Knowledge is Power...Hey, Is That a Rocketship?
Hello! I hope everyone who celebrates Christmas had a great one! We're now in that weird, wonderful limbo between Christmas and New Year's, where a lot of people are taking time off and it's like a little vacation. I'm spending way too much time in front of screens, either on Facebook or Pinterest, or watching exquisitely bad sci-fi on Pluto TV. Yay, holidays!
I like to imagine what our ancient forebears would have thought of our world. In theirs, way back in history, if they wanted knowledge, they had to find someone who could read and hope that person didn't have an agenda.
Or if they could read themselves, they'd have to scour the land for scrolls or books and pay money that could be better spent on turnips or baby chickens or whatever they had to eat back then.
In more modern times (even unto mine own), you'd have to schlep to the library - which required GOING OUTSIDE, mind you - or consult the immediately-obsolete set of encyclopedias your parents bought for you in hopes it would help get you into a good college. (Sorry about the art school thing, folks!)

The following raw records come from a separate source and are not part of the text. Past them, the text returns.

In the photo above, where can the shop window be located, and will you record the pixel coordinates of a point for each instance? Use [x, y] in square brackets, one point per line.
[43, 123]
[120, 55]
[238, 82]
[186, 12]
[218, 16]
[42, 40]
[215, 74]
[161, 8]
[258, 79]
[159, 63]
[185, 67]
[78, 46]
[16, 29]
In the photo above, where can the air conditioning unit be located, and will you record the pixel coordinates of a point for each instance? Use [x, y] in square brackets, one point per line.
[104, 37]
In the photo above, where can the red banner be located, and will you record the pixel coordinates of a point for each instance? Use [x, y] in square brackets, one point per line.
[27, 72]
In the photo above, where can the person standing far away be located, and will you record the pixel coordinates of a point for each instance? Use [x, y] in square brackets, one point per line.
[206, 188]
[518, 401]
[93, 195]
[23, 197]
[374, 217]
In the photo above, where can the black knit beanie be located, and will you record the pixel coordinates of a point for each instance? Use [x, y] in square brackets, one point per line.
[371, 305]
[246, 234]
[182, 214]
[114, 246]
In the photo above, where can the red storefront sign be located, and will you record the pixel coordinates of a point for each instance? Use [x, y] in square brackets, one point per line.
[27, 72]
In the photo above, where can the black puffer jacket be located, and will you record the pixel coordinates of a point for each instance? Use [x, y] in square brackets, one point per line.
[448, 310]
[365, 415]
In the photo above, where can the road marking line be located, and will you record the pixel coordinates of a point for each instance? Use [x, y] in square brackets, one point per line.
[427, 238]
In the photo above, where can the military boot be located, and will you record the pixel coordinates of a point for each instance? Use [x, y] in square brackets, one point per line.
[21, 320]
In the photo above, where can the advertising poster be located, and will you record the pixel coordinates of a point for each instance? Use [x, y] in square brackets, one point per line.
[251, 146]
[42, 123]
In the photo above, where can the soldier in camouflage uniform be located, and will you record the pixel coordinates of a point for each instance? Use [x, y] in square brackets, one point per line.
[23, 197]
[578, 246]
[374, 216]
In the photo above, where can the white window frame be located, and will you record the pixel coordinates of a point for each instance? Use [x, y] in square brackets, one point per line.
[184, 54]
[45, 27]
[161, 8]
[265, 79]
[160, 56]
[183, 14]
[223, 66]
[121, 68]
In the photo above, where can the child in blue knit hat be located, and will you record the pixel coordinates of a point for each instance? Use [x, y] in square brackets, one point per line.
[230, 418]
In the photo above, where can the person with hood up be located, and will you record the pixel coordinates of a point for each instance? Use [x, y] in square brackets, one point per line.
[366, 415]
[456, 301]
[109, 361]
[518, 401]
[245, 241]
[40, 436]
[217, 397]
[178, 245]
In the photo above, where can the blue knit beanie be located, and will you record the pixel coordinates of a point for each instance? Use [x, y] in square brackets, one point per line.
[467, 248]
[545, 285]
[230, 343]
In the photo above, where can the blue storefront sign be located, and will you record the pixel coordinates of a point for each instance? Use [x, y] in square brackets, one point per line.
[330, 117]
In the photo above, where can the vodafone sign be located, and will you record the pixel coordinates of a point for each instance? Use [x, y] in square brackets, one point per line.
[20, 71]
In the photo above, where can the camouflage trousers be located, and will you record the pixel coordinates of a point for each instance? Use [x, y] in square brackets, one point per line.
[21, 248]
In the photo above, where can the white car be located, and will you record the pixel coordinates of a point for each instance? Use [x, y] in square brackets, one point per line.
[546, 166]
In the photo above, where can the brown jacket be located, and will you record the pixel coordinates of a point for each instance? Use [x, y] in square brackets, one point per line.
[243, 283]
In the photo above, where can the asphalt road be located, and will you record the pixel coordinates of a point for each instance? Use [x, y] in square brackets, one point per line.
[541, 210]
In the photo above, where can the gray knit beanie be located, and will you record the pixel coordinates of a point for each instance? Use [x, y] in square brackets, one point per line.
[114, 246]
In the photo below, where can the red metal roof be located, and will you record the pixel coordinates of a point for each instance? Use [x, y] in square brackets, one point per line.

We really do live in an age of marvels. Something that fits in your hand can call up the entire knowledge of humankind up to this point, in an instant.
From ancient mathematical principals to historical battles to who the winning pitcher was in the 1947 World Series (Joe Page of the Yankees, as it turns out), you and I now have the power that kings, emperors, scholars and alchemists would have turned the world upside-down to possess.
But "Journey to the Seventh Planet"* is on, so...
(Whatever, Pythagoras...you're not my supervisor.)
So speaking of forebears, today we have a new genealogy article up, called "In the Footsteps of my Ancestors - Samos". It's the story of my amazing maternal grandmother and her journey to the US, as well as my own journey back to her island. It's the last article of 2019, so go and enjoy!
* Gloriously awful Danish sci-fi from 1962 that involves astronauts exploring Uranus (stop it!) and finding beautiful imaginary women in dirndls (???) and peignoirs, and a giant evil brain with one eyeball that lives in a cave. The best parts of this movie were the beehive hairdos and the impressive negligee budget.